В поднятом нами «дыме коромыслом» обязательно принимал участие Жулик, маленький, лохматый, черный пес с лисьей мордой. Прежде его имя было Жучок, но поскольку лису он напоминал отнюдь не только одной внешностью, то и был перекрещен в Жулика. Пес, кажется, нисколько не огорчился этим, быстро привык к новой кличке, но не забывал и прежнюю, отзывался и на нее, ежели его подманивали с добрыми намерениями, а не для того, чтобы дать пинка за очередную кражу. Подстегнутый Ванькиным свистом, Жулик носился как угорелый, оглашая двор неистовым визгливым лаем, так что даже равнодушная ко всему, кроме еды, старая наша Карюха отрывалась от корма, подымала тяжелую морду и недовольно всхрапывала, вспрядывая ушами. Непременно выкатывалась откуда-нибудь и наша свинья Хавронья, и Ванька, словно бы только и ждал этого момента, вскакивал ей на спину и, как лихой наездник, мчался на ней верхом, пока взбешенное животное, крутнувшись волчком, не сбрасывало его наземь. Недовольное, глухое Хавроньино «охр-охр-охр» еще долго слышалось из хлева, куда свинья вновь убиралась подобру-поздорову. Куры, если такое случалось летом, спешили укрыться возле плетней, под горькими лопухами и высоченной крапивой, опасной для наших босых ног, но совершенно безобидной и даже спасительной для квочек.

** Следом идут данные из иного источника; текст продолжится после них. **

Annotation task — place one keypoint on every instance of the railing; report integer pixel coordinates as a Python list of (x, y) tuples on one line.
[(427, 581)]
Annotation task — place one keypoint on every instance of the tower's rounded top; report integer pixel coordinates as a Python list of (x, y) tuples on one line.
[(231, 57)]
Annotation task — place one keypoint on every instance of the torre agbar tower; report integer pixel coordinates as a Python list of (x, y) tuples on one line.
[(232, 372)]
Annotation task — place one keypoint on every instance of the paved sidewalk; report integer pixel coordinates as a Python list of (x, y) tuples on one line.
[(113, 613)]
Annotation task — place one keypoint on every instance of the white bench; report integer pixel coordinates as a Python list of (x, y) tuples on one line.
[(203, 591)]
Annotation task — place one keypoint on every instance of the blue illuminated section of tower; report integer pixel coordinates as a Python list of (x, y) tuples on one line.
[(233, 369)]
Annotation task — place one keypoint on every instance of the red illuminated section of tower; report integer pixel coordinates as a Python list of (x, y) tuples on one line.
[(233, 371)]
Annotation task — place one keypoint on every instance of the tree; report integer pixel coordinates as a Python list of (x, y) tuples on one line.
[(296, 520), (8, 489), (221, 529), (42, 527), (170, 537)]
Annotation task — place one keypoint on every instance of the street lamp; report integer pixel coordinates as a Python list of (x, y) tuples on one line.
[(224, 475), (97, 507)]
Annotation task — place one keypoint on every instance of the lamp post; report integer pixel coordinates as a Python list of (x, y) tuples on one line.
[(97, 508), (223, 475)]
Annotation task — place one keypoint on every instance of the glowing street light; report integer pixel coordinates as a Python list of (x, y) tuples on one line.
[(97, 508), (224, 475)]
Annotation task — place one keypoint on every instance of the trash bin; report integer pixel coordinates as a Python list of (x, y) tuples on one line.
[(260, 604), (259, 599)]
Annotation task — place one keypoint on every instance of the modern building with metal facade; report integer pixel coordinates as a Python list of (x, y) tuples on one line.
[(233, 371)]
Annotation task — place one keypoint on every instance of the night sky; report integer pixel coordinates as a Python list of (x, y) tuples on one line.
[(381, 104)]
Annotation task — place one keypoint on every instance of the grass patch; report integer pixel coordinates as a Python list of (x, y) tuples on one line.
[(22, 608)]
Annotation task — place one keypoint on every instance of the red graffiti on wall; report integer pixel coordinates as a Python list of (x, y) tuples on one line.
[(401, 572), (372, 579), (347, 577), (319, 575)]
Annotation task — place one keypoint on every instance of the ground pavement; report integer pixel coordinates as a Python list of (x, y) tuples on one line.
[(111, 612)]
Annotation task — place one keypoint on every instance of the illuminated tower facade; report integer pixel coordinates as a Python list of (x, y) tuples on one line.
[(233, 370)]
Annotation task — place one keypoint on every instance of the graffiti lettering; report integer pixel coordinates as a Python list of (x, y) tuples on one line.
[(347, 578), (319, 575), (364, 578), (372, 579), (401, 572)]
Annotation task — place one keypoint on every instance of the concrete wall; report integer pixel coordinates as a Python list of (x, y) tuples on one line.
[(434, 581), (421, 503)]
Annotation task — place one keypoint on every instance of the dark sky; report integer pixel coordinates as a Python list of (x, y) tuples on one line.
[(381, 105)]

Лишь петух Петька, кроваво-красный, как заходящее солнце, считал своим долгом не прятаться и защищать всполошившийся свой гарем громогласным криком с какого-нибудь возвышения.
Горькие лопухи были приманчивы и для нас с Ванькой, потому что их легко вообразить ветлами, а только что распустившиеся, голубовато-фиолетовые, сиреневой окраски большие мохнатые цветки – грачиными гнездами. Вышелушив из зеленых еще стручков горошины, мы помещали их в эти воображаемые гнезда и, махая раскинутыми руками, как крыльями, неестественно громко кричали, уподобляя свои голоса птичьему граю. Горошины, на время игры заменявшие нам градиные яйца, потом поедались нами.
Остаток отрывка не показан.